# The heterogenous causal effect of Bilateral Investment  Agreements on Foreign Direct Investment (FDI): A machine lerning approach

# Part 3 of 4

Recent advances in the estimation of heterogenous causal effects build on supervised machine learning methods that have  been traditionally used for predictive tasks. Assuming unconfoundedness, we estimate and compare 4 different models. Each model in implemeted in a dedicated notebook.  


Project overview:

**Models 1 and 2 : Double Machine Learning causal effect estimation**

Under the assumption of unconfoundedness, it is possible to estimate unbiased causal effects of a policy intervention (in our case a Bilateral Investment Agreement) by taking in consideration selection into treatment. Double Machine Learning models consists of 3 main steps:

1. Prediction of the presence of a BIT between two countries using a set of socio economic characterisitcs
2. Prediction of the FDI flows between the two countries using a set of sociao economic characteristics
3. Estimation of the causal effect of the BIT on FDI flows, making use of the difference between the predicted values of the first two steps and their respective observed values.

For **Model 1** and **Model 2**, the first two steps are identical, and estimated using a RandomForestClassifier and a RandomForestRegression model, respectively. The two models differ in the third step:


* *Model 1: Parametric estimation:* the third step is estimated using a traditional linear regression model.

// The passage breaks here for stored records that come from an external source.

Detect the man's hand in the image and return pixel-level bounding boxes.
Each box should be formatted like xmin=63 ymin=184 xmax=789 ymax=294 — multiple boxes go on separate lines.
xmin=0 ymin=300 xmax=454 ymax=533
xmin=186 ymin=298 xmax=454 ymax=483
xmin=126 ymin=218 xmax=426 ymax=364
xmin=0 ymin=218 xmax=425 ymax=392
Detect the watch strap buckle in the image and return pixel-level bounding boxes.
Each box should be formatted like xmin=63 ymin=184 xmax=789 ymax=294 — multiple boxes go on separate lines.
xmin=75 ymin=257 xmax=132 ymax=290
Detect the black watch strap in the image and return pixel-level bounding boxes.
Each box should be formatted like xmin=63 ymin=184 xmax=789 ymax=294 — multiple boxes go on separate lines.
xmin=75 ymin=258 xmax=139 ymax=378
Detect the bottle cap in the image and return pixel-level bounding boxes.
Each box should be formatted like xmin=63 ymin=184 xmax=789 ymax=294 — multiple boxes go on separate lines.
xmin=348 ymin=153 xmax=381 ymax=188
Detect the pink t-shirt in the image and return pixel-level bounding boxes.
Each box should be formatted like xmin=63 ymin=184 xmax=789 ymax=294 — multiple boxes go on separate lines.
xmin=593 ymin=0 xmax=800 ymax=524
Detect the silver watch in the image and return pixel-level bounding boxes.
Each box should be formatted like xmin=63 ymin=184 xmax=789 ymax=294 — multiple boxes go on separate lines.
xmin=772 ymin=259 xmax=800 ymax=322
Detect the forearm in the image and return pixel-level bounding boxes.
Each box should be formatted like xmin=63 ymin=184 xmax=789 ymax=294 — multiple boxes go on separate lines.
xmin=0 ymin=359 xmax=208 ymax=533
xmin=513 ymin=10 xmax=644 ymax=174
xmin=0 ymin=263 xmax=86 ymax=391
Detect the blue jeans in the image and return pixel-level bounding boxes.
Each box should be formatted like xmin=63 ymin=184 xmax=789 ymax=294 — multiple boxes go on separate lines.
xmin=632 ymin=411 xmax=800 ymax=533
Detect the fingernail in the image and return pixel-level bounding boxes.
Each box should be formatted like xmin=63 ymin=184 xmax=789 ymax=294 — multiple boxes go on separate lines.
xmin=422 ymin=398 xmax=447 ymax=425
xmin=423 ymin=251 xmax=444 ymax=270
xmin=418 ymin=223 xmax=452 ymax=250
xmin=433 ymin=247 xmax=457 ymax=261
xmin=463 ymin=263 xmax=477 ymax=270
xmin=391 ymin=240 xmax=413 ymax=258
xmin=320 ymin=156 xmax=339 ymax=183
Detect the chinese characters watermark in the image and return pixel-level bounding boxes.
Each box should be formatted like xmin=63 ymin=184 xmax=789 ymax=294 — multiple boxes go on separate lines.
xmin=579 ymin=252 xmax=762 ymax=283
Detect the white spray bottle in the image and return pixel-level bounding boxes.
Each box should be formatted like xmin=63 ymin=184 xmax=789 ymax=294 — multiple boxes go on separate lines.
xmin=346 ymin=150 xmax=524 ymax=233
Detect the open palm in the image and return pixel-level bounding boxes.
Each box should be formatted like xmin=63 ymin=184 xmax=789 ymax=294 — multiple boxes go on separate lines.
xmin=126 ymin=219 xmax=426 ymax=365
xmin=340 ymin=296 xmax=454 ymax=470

* *Model 2: Non-parametric estimation:* the third step is estimated using a Causal Random Forest




**Models 3 and 4 : Doubly robust  causal effect estimation**

Doubly robust methods different from the estimation techniques used in model 1 and 2  in that the prediction of the outcome of interest also uses the treatment variable. The technique used for step 3 of models 3 and 4 therefore match those of models 1 and 2, but they use different predicted values for step 2, and therefore will yield different results.


All estimations are made using the **econoML** library:
* https://econml.azurewebsites.net/reference.html
* https://econml.azurewebsites.net/spec/estimation.html



In [1]:
import econml
import os
import numpy as np
import pandas as pd

## Ignore warnings
import warnings
warnings.filterwarnings("ignore")

# Main imports
from econml.dml import LinearDML, CausalForestDML
from econml.dr import LinearDRLearner, ForestDRLearner

# Helper imports

from sklearn.ensemble import RandomForestRegressor,RandomForestClassifier
from sklearn.preprocessing import PolynomialFeatures
import matplotlib.pyplot as plt
import matplotlib

from sklearn.model_selection import train_test_split

%matplotlib inline

In [2]:
os.chdir('C:/Users/desil/Documents/GitHub/EconML')

## Import data

In [None]:
# read in data
# read in data
d = pd.read_csv('https://raw.githubusercontent.com/desval/CAS_final_project/main/data/CAS_fdi_panel_complete.csv', sep=',')
d.shape

In [None]:
d.info()

## Prepare data 

Ideally should use all of the years, but when computing the fixed effects (FE), the dimension increases by a lot and we run into RAM issues. There are approximately 25000 unique country pairs, and therefore the matrix of FE has dimenstion 268000 x 25000. For the time being, reduce the years coverage of the data. 

In [None]:
# count observations by year
d.groupby(['year']).size()

In [None]:
# subset data according to year
# for the moment we use the data in cross-section
#d = d[ (d["year"] == 2002) | (d["year"] == 2012) | (d["year"] == 2018)  ]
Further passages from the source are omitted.